Dream a Little Dream (The Silver Trilogy) (F) (19 page)

BOOK: Dream a Little Dream (The Silver Trilogy) (F)
4.11Mb size Format: txt, pdf, ePub

“What’s the idea?” I hissed at Grayson. My hair had fallen over my face, and when I pushed it back I realized that my butterfly barrette had gone missing. I must have lost it somewhere.

“What do you mean?” Grayson crouched down to tickle Buttercup’s tummy. The treacherous dog had rolled over on her back in front of him. “I suppose I’m allowed to eat a few blueberry muffins with my new family.”

“Of course you are,” said Mom, who had made it to the fourth floor too, without ruining her hairstyle and almost without getting breathless. “We’re very glad to see you.”

That was not entirely true. Only Mom was glad to see him. Lottie and Mia didn’t look glad so much as embarrassed to see Grayson when they set eyes on him. They were in their bathrobes and had covered their faces with greenish-gray face masks, which made them look a little like zombies.

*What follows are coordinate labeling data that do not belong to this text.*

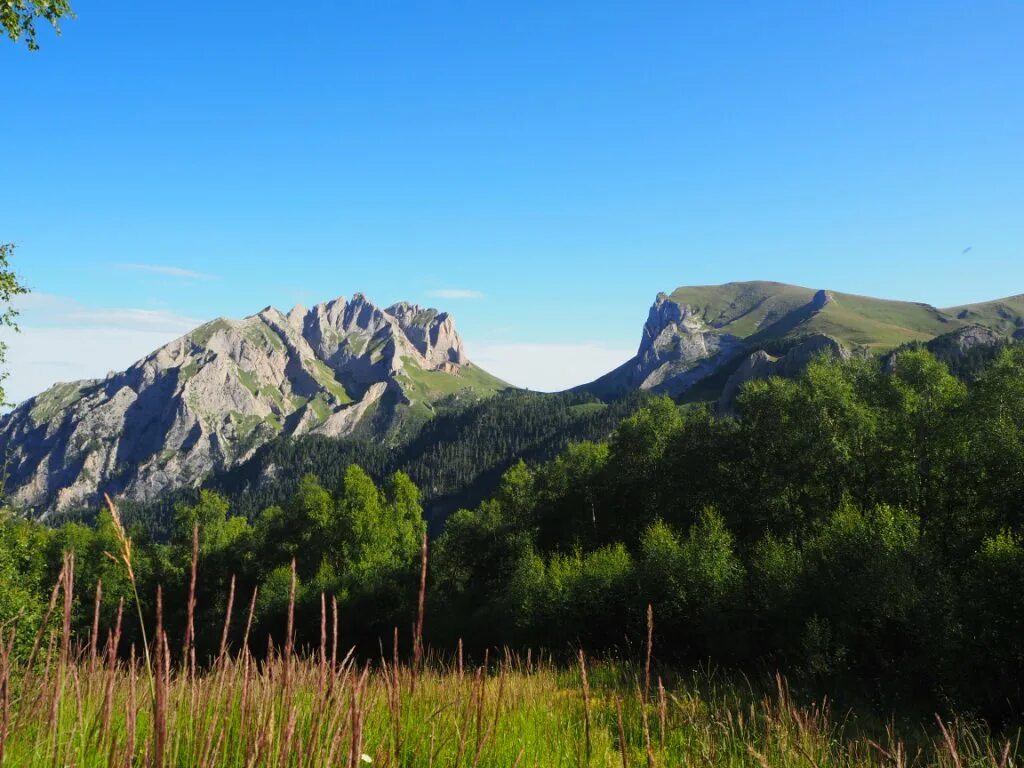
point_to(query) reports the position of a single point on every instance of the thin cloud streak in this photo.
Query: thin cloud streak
(548, 367)
(171, 271)
(456, 293)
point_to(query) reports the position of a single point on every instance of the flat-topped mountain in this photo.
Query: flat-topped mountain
(697, 334)
(207, 400)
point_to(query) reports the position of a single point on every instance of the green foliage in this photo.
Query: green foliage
(860, 526)
(18, 17)
(13, 15)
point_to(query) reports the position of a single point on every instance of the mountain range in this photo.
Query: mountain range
(348, 371)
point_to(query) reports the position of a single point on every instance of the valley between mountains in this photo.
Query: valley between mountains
(250, 404)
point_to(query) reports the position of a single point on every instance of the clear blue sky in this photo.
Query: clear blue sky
(564, 160)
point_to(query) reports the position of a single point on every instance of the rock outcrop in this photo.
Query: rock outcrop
(209, 399)
(760, 365)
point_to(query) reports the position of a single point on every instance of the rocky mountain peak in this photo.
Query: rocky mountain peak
(207, 400)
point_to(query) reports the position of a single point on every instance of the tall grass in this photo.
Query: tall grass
(77, 702)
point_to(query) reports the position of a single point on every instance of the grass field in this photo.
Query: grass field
(76, 701)
(308, 712)
(81, 705)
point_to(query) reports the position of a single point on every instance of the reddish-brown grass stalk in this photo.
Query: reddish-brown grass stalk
(189, 643)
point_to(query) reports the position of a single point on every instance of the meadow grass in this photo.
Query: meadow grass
(74, 702)
(306, 712)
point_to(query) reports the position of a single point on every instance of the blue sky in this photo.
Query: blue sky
(539, 169)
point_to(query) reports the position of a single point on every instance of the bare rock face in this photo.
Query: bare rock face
(209, 399)
(760, 365)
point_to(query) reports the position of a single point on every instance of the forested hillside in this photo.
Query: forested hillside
(859, 527)
(456, 459)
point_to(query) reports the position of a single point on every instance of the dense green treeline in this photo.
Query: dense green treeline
(859, 528)
(456, 458)
(861, 525)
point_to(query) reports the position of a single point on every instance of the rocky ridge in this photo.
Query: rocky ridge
(210, 398)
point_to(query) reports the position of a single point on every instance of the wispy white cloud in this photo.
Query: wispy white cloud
(171, 271)
(548, 368)
(43, 309)
(456, 293)
(65, 340)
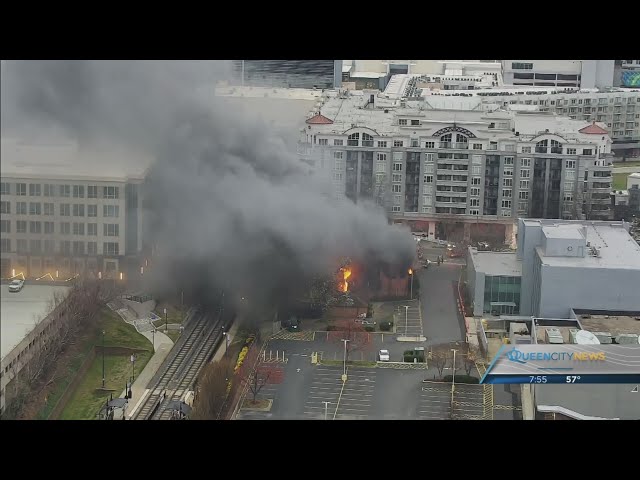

“Nice apartment,” said Grayson politely while Lottie and Mia took refuge in the bathroom.

I laughed out loud. “You’re such a hypocrite!”

Mom looked sternly at me. “I have no idea why you two have quarreled, but I hope you’ll make up again soon.” She put her head to one side. “Muffins?”

“Yes, please,” said Grayson. “Can Liv and I maybe eat them in her room? So that we can make up the quarrel at our leisure?”

What in the world did he mean?

“Of course.” Deeply moved, Mom put a hand to her breast. “You know, Liv has always wanted a big brother. Oh, this is all so … I really must call Ernest.” And with one last, emotional sigh, she disappeared into her bedroom. I stared after her, left speechless.

Grayson was strolling down the corridor. “Which is your room?” he asked. “This one?”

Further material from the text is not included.